Les Amis de la terre rappellent qu’ils ont envoyé, avec deux autres organisations, un courrier à la BNP Paribas, le 27 octobre 2016, dans lequel, ils demandaient que la banque se désengage au plus vite du projet américain, disant apprécier « les premiers pas de la BNP Paribas vers un désengagement de l’industrie du charbon ». « La banque a aussi annoncé en janvier qu’elle se retirait du financement de toute nouvelle centrale à charbon, mais elle continue de financer des entreprises qui, elles, sont bien engagées dans des projets charbon », souligne Lucie Pinson, dénonçant un « double langage » et regrettant de n’avoir reçu aucune réponse à leur lettre.

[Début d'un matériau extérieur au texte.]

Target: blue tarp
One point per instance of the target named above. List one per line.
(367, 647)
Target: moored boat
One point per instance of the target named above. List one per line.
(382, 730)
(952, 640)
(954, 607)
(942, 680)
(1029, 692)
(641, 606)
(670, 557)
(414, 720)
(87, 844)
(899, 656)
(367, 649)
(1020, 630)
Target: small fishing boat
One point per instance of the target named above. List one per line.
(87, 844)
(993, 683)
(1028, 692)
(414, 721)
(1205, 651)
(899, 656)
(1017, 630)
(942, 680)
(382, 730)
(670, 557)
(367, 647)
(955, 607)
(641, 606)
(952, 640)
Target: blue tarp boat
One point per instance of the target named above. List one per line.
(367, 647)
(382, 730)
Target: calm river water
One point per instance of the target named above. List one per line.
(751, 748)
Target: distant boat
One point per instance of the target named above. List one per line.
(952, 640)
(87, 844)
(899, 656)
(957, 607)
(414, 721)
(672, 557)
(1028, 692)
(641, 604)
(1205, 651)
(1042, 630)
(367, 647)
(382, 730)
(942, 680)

De son côté, la banque, qui n’a pas encore réagi officiellement à la publication de ce nouveau rapport des ONG, tient à rappeler qu’elle s’est engagée « à multiplier par un peu plus de deux [ses] financements dans le domaine des énergies renouvelables, de 6,9 milliards de dollars en 2014 à 15 milliards en 2020 [6,1 à 14,2 milliards d’euros] ». « En janvier 2017, nos engagements se sont encore renforcés : nous avons annoncé notre décision de ne plus financer de projets de centrales à charbon quel que soit le pays dans lequel elles sont implantées, précise un porte-parole de la banque. Il s’agit donc d’une extension de notre engagement précédent qui ne portait que sur les pays à hauts revenus. Parallèlement, nous nous sommes engagés à ne plus prendre de mandat de conseil, à l’achat ou à la vente, pour un actif charbon (mine ou centrale) quel que soit le pays. »

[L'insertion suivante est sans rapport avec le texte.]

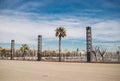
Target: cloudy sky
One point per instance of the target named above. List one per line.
(24, 20)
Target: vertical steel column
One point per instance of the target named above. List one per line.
(88, 43)
(12, 49)
(39, 47)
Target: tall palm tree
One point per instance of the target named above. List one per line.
(24, 49)
(60, 32)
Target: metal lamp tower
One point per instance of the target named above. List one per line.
(39, 47)
(12, 49)
(88, 43)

BNP Paribas prête à « prendre en compte les informations » dans sa « réflexion »

BNP Paribas explique aussi qu’il ne sera plus possible d’initier une relation commerciale avec un client, dont plus de 50 % du chiffre d’affaires serait lié au charbon.

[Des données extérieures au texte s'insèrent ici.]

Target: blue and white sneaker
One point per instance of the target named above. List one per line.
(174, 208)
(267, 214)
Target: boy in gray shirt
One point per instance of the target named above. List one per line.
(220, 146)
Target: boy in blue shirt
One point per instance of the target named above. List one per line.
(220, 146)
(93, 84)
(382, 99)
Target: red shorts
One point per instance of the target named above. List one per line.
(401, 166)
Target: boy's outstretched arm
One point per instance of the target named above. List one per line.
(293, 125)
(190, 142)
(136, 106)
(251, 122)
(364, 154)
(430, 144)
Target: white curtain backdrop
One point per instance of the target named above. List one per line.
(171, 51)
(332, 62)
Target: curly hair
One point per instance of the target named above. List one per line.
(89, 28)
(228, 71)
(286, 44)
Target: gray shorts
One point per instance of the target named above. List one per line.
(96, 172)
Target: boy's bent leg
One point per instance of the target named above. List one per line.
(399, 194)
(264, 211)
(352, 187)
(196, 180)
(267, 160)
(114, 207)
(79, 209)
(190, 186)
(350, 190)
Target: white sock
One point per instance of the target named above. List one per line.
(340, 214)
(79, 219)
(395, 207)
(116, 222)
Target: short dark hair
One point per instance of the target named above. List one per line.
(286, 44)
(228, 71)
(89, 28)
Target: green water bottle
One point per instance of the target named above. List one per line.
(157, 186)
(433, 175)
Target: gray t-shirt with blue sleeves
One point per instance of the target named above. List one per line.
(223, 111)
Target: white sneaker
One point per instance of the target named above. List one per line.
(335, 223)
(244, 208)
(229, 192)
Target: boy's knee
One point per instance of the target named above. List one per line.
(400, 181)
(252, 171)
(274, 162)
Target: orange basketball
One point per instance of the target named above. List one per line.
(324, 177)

Quant à la question spécifique du projet Texas LNG, la banque tient à rappeler que « le mandat de conseil sur ce projet date d’avant la COP21 et l’élaboration de sa stratégie de financement de la transition énergétique ». Ayant pris connaissance, mardi soir, du rapport des Amis de la terre, elle a confié au Monde être prête à « prendre en compte les informations » dans sa « réflexion sur le financement des énergies non conventionnelles ».

Il n’est pas sûr que cela suffise aux ONG qui réclament un retrait pur et simple du projet et qui affirment, dans leurs conclusions, que cette source d’énergie fossile, le gaz de fracturation exporté, « est pire pour le climat que le charbon ».

Cette dénonciation des projets de la banque française se fait, par ailleurs, dans un contexte particulier. Les Amis de la terre préparent une confrontation judiciaire avec la banque française. Le 11 avril, à Bar-le-Duc (Meuse), le président de l’organisation, Florent Compain, sera jugé pour un fauchage de chaises, réalisé à Nancy en novembre 2015 dans une succursale de la banque, dans le cadre de la préparation de la COP21, la conférence sur le climat qui s’est tenue au Bourget au début de décembre 2015.

Il s’agissait alors de dénoncer l’évasion fiscale organisée par les banques, les comptes détenus dans des paradis fiscaux, soit, selon les ONG qui menaient la campagne, quelque « 1 000 milliards d’euros par an manquant aux budgets publics », à rapprocher des 100 milliards de dollars [94,5 milliards d’euros] nécessaires pour aider les pays du Sud à réduire leurs émissions de gaz à effet de serre et à s’adapter au changement climatique.